Em Tapera do Paraguaçu, conhecemos o pequeno Moisés, o seu pai viúvo e uma irmã mais velha, Luzia, que ficou a cuidar dos dois enquanto os outros irmãos partiam em busca de uma vida melhor. A comunidade a que pertencem tem origens afro-indígenas e vive à beira da miséria, praticando uma agricultura de subsistência – complementada pela recolha de marisco do rio Paraguaçu – em terras que os monges de um mosteiro edificado no século XVII consideram suas e pelas quais cobram um imposto, ao mesmo tempo que controlam o acesso à educação e ditam as regras da vida na região.
Moisés tem a oportunidade de estudar na escola da Igreja – criando gosto por leituras e descobertas – graças a Luzia, uma personagem memorável que marca todo este romance, do início ao fim. Detentora de uma sensibilidade especial que aprendeu a esconder, deformada pela corcunda que lhe cresceu nas costas, e julgada sem compaixão por eventos que ninguém soube explicar, sofre a hostilidade de uma populaça que lhe atribui poderes sobrenaturais, mas encontra alguma protecção no desempenho da função de “lavadeira dos padres”, que também lhe permite interceder para que Moisés receba uma educação capaz de lhe abrir portas para um futuro melhor. Porém, este sofre uma experiência traumática com o abade, e a descrença da irmã na sua palavra, aliada ao mal-estar com um pai que nunca aprovou os seus estudos, levam-no a fugir para a cidade. Só se reencontrarão muitos anos depois, quando uma tragédia reúne parte dos familiares dispersos, em circunstâncias que propiciam reconciliações e a revelação de segredos. Por essa altura, na Tapera, a Igreja perdeu poder, mas outras forças estão prontas para triunfar em batalhas desiguais contra os despossuídos.
Recorrendo a personagens entre o sofrimento e a redenção, que surpreendem pela sua capacidade de compreensão do mundo, Itamar Vieira Júnior – vencedor do Prémio Leya 2018 com outro romance, “Torto Arado”–- aborda aqui temas como a destruição colonialista das culturas nativas, o racismo, as desigualdades sócio-económicas e as várias camadas da violência exercida sobre mulheres e crianças numa sociedade patriarcal.
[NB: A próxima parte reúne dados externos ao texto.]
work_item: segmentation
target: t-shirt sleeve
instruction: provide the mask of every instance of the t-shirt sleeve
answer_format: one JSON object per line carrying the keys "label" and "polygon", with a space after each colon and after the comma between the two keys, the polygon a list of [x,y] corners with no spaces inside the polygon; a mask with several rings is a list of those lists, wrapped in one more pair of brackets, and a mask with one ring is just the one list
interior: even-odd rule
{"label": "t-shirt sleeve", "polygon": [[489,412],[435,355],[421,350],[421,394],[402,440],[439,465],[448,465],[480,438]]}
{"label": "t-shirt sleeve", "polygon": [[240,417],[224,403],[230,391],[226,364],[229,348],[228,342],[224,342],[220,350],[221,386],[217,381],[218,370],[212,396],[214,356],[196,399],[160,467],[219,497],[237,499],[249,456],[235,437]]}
A narrativa é estruturada a partir de três vozes, correspondentes a diferentes componentes da saga familiar: primeiro Moisés, em seguida Luzia, e depois uma outra irmã, Mariinha, cujas memórias, além de ajudarem a clarificar o estigma que caiu sobre Luzia, acrescentam à história a perspectiva dos trabalhadores agrícolas sem terra própria, à deriva num mundo “imenso e dividido entre pouca gente”. Mas é com Luzia que o texto termina, deixando-nos com a sua transformação numa mulher disposta a enfrentar o mundo, assumindo o fogo “que é vida e a habita desde sempre”.